Well, perhaps one reason. Next Monday, at the James R. Browning Courthouse in San Francisco, the Ninth Circuit Court of Appeals will hear oral arguments in Epic Games v. Apple, Inc., a dispute that first arose in 2020 when the Fortnite game developer attempted to bypass Apple’s 30 percent commission. That cut, of course, is a foundation of the multi-trillion dollar company’s business model: Ned Barnes of Berkeley Research, a key witness for Epic, estimated that Apple generated $22 billion in commissions from in-app purchases in 2020 alone—and that almost 80 percent of that money was pure profit. (Apple disputes those figures, but it’s certainly in the billions.) Apple responded by booting Fortnite from its App Store and alleging a contract breach; Epic, in turn, accused Apple of monopolistic misbehavior with antitrust claims.

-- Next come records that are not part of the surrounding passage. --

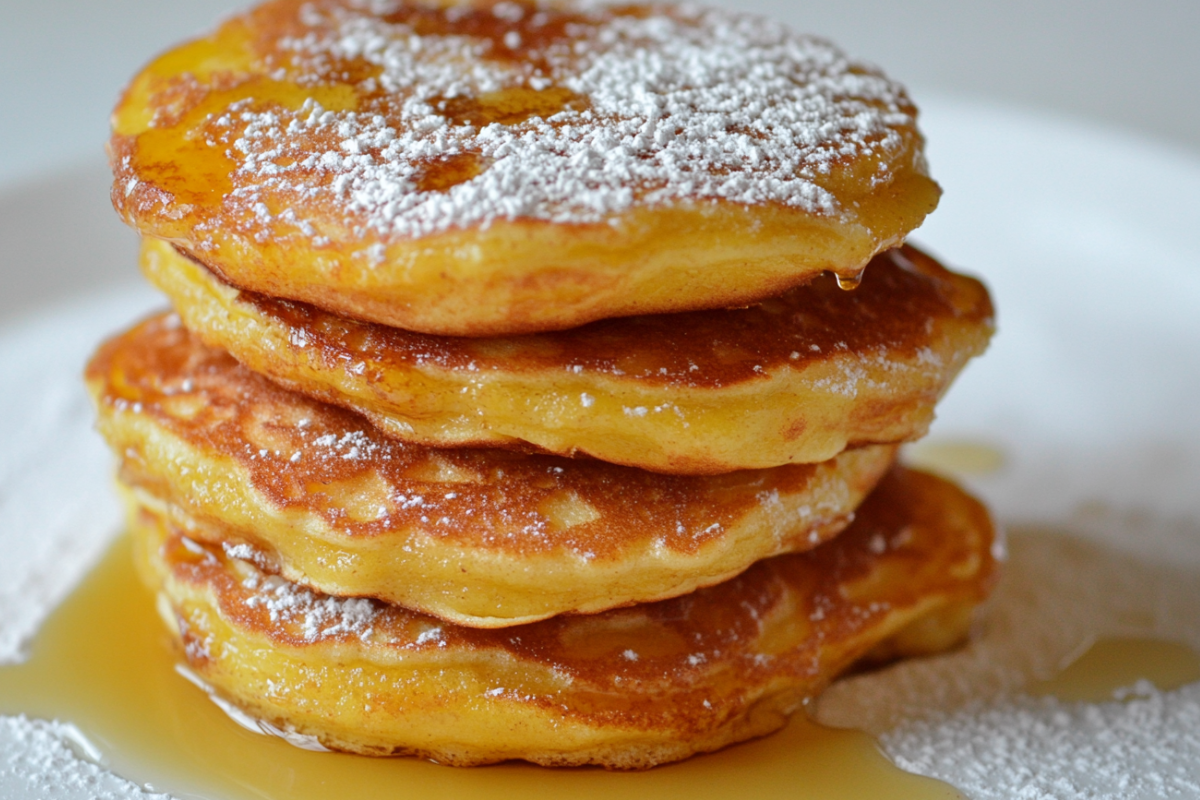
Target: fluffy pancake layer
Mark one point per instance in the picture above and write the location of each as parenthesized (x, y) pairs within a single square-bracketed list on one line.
[(796, 379), (495, 168), (625, 689), (481, 537)]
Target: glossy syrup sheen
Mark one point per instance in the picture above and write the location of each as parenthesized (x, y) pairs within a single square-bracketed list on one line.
[(1119, 662), (907, 306), (105, 663)]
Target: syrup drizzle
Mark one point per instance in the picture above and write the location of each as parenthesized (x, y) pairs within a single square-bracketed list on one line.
[(105, 662)]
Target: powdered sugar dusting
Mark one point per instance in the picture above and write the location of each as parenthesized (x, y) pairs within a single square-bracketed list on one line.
[(317, 617), (52, 759), (681, 104), (965, 719)]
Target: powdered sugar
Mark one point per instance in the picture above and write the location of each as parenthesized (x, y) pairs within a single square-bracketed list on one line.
[(964, 719), (317, 617), (1143, 747), (51, 759), (682, 104)]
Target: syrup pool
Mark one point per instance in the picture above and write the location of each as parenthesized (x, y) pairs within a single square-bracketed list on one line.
[(105, 663)]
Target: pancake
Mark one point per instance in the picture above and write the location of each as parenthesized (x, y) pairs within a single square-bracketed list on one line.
[(796, 379), (481, 537), (627, 689), (496, 168)]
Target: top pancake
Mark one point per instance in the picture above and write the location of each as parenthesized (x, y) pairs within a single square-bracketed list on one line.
[(498, 168)]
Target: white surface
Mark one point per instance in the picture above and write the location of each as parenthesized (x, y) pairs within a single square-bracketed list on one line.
[(1085, 236), (1132, 62)]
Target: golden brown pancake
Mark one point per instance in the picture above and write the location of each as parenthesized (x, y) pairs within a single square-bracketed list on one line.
[(491, 168), (796, 379), (483, 537), (627, 689)]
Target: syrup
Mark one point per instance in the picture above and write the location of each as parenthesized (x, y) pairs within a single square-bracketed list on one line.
[(105, 662), (955, 458), (849, 282), (1115, 663)]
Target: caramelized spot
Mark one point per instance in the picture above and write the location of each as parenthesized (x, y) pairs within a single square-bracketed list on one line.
[(187, 157), (893, 312), (447, 173), (309, 458), (510, 106)]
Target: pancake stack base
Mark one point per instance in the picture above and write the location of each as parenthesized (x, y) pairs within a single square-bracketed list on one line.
[(515, 404)]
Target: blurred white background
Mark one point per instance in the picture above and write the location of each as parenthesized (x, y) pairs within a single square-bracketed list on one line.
[(1119, 64), (1128, 62)]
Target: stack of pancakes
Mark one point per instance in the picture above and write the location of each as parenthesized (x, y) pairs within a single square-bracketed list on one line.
[(514, 404)]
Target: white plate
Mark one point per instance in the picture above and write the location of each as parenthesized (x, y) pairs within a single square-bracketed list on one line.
[(1087, 239)]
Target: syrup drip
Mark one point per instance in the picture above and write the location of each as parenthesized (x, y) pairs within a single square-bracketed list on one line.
[(103, 662), (955, 458), (1116, 663), (849, 282)]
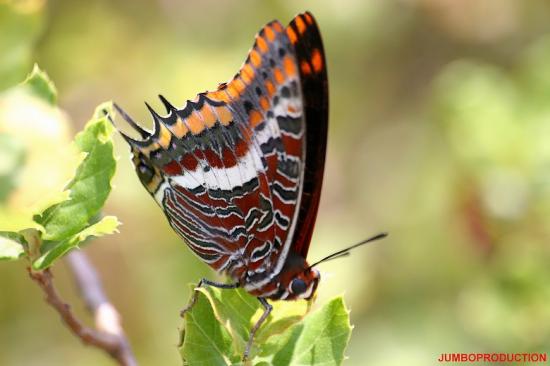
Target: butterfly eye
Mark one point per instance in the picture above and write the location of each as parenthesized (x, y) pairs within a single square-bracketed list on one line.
[(145, 173), (298, 286)]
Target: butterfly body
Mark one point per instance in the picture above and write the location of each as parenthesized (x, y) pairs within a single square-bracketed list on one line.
[(238, 171)]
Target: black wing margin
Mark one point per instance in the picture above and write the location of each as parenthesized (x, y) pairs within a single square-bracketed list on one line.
[(304, 34)]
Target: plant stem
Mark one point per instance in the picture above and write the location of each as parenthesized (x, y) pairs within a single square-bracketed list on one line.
[(108, 334)]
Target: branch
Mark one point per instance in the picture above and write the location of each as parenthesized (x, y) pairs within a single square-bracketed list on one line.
[(108, 334)]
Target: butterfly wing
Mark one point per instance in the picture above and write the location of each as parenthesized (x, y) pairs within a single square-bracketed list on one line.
[(305, 37), (230, 168)]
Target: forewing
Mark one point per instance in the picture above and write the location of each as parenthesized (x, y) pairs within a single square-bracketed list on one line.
[(305, 37)]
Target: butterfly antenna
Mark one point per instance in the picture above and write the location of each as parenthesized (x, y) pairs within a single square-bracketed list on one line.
[(345, 252)]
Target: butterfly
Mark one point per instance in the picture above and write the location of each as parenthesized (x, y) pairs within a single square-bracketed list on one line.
[(238, 171)]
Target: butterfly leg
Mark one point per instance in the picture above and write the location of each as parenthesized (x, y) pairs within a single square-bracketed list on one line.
[(202, 282), (257, 326)]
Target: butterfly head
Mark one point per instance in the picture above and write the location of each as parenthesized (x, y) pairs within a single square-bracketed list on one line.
[(143, 153), (297, 280)]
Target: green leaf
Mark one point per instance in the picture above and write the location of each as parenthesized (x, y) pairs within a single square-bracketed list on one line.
[(285, 338), (11, 246), (12, 154), (11, 220), (21, 22), (41, 86), (107, 225), (90, 186), (206, 341), (320, 339)]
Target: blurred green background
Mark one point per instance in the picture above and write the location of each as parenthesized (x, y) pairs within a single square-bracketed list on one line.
[(439, 134)]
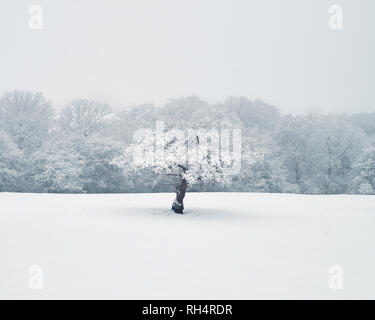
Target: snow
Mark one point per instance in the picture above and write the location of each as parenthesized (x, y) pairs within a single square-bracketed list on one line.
[(226, 246)]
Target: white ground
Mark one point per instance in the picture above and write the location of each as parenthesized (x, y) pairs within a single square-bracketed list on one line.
[(227, 246)]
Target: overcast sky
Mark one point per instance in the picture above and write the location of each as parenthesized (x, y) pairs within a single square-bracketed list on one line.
[(127, 52)]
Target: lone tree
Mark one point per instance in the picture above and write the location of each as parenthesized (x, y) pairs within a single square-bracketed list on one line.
[(187, 156)]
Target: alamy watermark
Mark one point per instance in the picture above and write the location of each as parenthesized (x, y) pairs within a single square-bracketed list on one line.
[(336, 17), (36, 281), (336, 279), (36, 17)]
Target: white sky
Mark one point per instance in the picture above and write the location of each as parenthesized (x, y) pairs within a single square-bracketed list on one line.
[(126, 52)]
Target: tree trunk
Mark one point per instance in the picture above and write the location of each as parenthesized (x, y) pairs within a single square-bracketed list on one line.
[(178, 203)]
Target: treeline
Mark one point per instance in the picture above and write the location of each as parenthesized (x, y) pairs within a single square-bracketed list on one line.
[(73, 151)]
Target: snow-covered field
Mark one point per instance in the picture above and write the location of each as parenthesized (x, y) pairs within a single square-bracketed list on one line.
[(227, 245)]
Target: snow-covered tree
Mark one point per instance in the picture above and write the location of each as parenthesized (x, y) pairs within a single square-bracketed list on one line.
[(189, 156), (26, 118), (11, 168)]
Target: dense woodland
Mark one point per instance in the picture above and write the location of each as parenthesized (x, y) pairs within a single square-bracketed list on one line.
[(73, 151)]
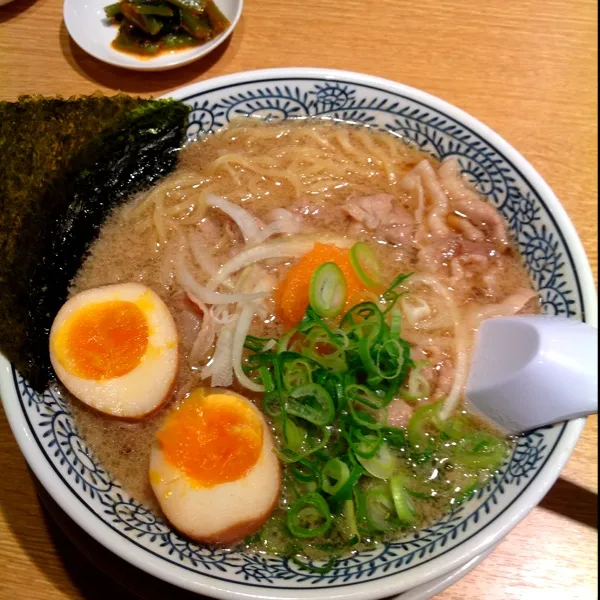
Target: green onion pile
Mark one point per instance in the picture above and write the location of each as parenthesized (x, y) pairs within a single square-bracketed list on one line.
[(349, 478)]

After a trial last year, U.S. District Court Judge Yvonne Gonzalez Rogers handed down a Solomon-like decision that left no one particularly satisfied. In September 2021, Judge Rogers ruled that none of Apple’s behavior violated federal antitrust laws. The judge shrugged off a challenge to how the Developer Product License Agreement—the one that developers like Epic sign to distribute apps in the iOS ecosystem—supposedly acted as a restraint of trade under Section 1 of the Sherman Act. In a fatal blow to Epic’s lawsuit, the judge saw no “concerted action” when one party dictates terms, essentially imposing its will on another party in a unilateral manner.